Image: BP Chargemaster.

Image: BP Chargemaster.

The Climate Group wants to bring about the introduction of more than 2 million new electric vehicles by 2030, led by major global businesses, in a bid to stimulate the “EV revolution”.

The ambitious targets have been set within its maiden progress report from its EV100 initiative, established last year to drive a more concerted market shift to electrified transport.

The EV100 follows on from similar initiatives launched by The Climate Group like the RE100, which was launched to help stimulate global businesses shifting their energy consumption to renewable resources.

In today’s progress report The Climate Group points towards more than 30 leading companies, with combined revenues of more than US$500 billion (£438 billion), that have signed up to the EV100 initiative, and includes commitments from 23 of those.

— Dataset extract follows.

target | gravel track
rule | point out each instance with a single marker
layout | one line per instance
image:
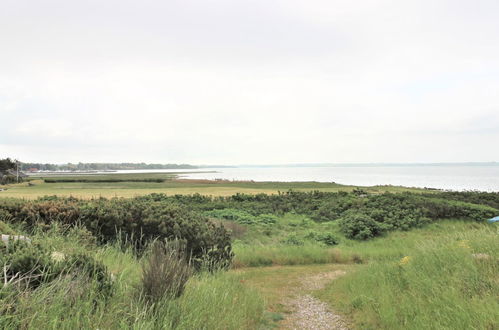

Together, they are introducing more than 145,000 electric vehicles to their fleets in 66 individual markets.

French energy major EDF, for instance, is to introduce some 31,000 electric vehicles to its fleet by 2030 – 27,000 of those in France alone – while Ingka Group, formerly IKEA, is to embark upon a mass upgrade of its vehicle fleets to electric alternatives.

Yannick Duport, director of EDF Group’s mobility unit, described the EV100 initiative as an “extraordinary catalyser” for clean transport.

EV market barriers

However the report also looked to explore the barriers to the EV transition, seeking insight from some of its member companies. They concluded that while the most prolific barrier was perceived to be a lack of charging infrastructure, more companies regarded the capital cost of EVs to be a “very significant” barrier than any other, indicating that costs may still have to decline further before more companies make similar commitments.

Nevertheless, Helen Clarkson, chief executive at The Climate Group, said forward-thinking companies were now “getting ahead of the curve” by adopting vehicles long before international phase-outs of conventional vehicles are brought into action.

“The private sector has an instrumental part to play in bringing down emissions and cleaning up our air – and there are big opportunities for companies taking action now,” she said.

Despite strong opposition, the UK government has stood by its 2040 phase-out date for the sale of new conventional vehicles. Last month the BEIS Select Committee once again called out the government for a lack of ambition in the EV sector, pointedly referring to other nations – least of all Scotland – which have established more ambitious targets.

Scotland is to phase out the sale of new conventional vehicles by 2032, while Norway is to prohibit the sale of petrol and diesel cars by 2025.